Бэтхер вытащил ноги из ведра и стал рассматривать свои ступни. Они были покрыты крупными белыми волдырями.
— Нет, вы только посмотрите! Уж на что я здоровяк, а ноги у меня нежные, будто у грудного младенца. И всю жизнь так. Никак не загрубеют. Уж чего только я не делал. И вот с такими ногами придется опять топать по деревням.
— А зачем тебе топать? Куда тебе сейчас спешить? — спросил Фельдман. — У тебя же есть хозяйка.
— Ах, брось! Что хозяйка! Какое это имеет отношение? Да и вышло совсем не то!
— Когда приезжаешь с фронта, первый раз всегда получается не то, это каждому известно.
— Я о другом, приятель. У нас-то как раз получилось. Да не так, как надо.
— Нельзя же сразу требовать невесть чего, — сказал Фельдман. — Женщина должна привыкнуть.
— Ты все еще не понимаешь. Она была хоть куда. А душевного не получилось. Вот послушай! Лежим мы, значит, в постели, и все у нас по-хорошему, и вдруг я, можно сказать, в пылу сражения, забылся, да и назвал ее Альма. А ее зовут Луиза. Альмой-то зовут мою жену, понятно?
— Понятно.
— Это была прямо-таки катастрофа, приятель.
— Так тебе и надо, — вдруг раздраженно вмешался один из сидевших у стола игроков, обернувшись к Бэтхеру. — Это тебе за распутство, свинья ты этакая! Надеюсь, она тебя выгнала со скандалом?
— Распутство? — Бэтхер перестал рассматривать свои ноги. — Кто говорит о распутстве?
— Ты! Все время говоришь! Неужели ты еще и болван? — Возмущавшийся игрок был низенький человечек с большой головой, похожей на яйцо.

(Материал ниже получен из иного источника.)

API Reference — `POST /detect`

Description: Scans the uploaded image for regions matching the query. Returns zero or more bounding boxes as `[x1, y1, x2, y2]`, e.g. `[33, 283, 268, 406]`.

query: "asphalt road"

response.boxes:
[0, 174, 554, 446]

Он с ненавистью уставился на Бэтхера. Бэтхер был вне себя от возмущения.
— Нет, вы слышали когда-нибудь такую чепуху? — воскликнул он, обращаясь к присутствующим. — Единственный, кто здесь говорит о распутстве — это ты, балда! Надо ведь придумать! Вот будь здесь моя жена, а я бы жил с другой, это, балда, было бы распутством. Но ведь ее же нет, в том-то и горе! Какое же тогда распутство? Если бы она была тут, я же не стал бы спать с хозяйкой!
— Не слушай его, — сказал Фельдман. — Ему завидно, вот и все. Что же произошло после того, как ты назвал ее Луизой?
— Луизой? Да не Луизой. Ведь ее и зовут Луизой. Я назвал ее Альмой.